In the past, many of the organizations and managers I’ve talked with have considered best practices as an “all or nothing” thing—a top down, big-science, consulting-driven engagement that takes forever and returns questionable results.
But I think that’s changed over the past few years. What we have now are organizations looking to develop practical best practices—specific tools, standards, and guidelines for specific areas of the application development or QA process. Organizations can implement limited best practices for specific sections of their development cycle or development process without having to worry about creating a complete soup-to-nuts development methodology and standardization.
The benefits of moving toward an application development process that includes even limited best practices include:
Lowing costs, including on-going maintenance, update and testing costs (delivering applications on budget)

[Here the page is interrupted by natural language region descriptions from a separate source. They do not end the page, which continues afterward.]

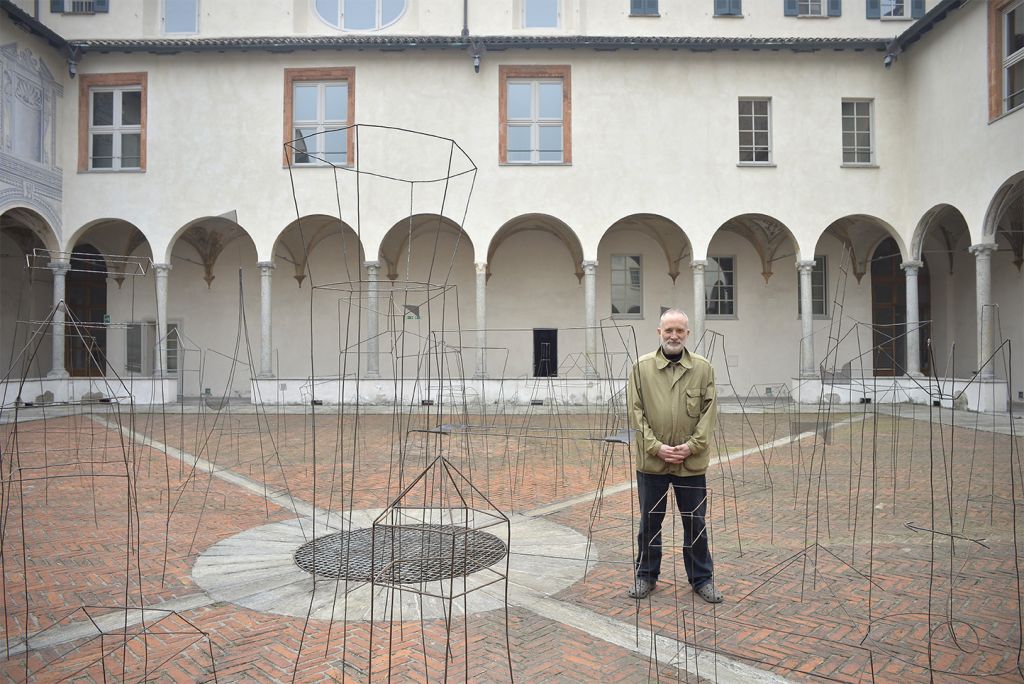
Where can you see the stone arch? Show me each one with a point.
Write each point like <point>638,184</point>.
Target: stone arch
<point>669,236</point>
<point>397,242</point>
<point>543,223</point>
<point>297,241</point>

Reducing time-to-deployment for future upgrades or modifications (on time development cycles)
Improving accountability
Improving consistency
Isolating problems and speeding resolution
Increasing quality
Increasing developer productivity
In reality, even with important benefits like the ones listed above, implementing best practices is not a Level-1 priority for most organizations. Most simply have too many important issues and on-going requirements to deal with. But implementing limited-scope best practices or development standards or automated tools that can help standardize and codify optimal approaches are often an important part of addressing the wide variety of challenges facing IT organizations.
To get started, keep in mind that practical solutions are good—there’s no need to retool everything to enable best practices. Stepwise enhancements in creating best practices for application development are ideal starting point. Most organizations can start by looking for tactical steps that will take them toward an overall best practices strategy. For example, select a logical area, project, or development challenge to start with, make iterative improvements, and then consolidate and expand your best practices over time to cover broader issues and less common problems. There’s no need to turn the organization upside down to gain incremental and real improvements in your development process.
An important consideration when looking at implementing Best Practices in a limited way is to use the right tools. Newer development tools are enabling organizations to capture best practices in select domains easier than ever before.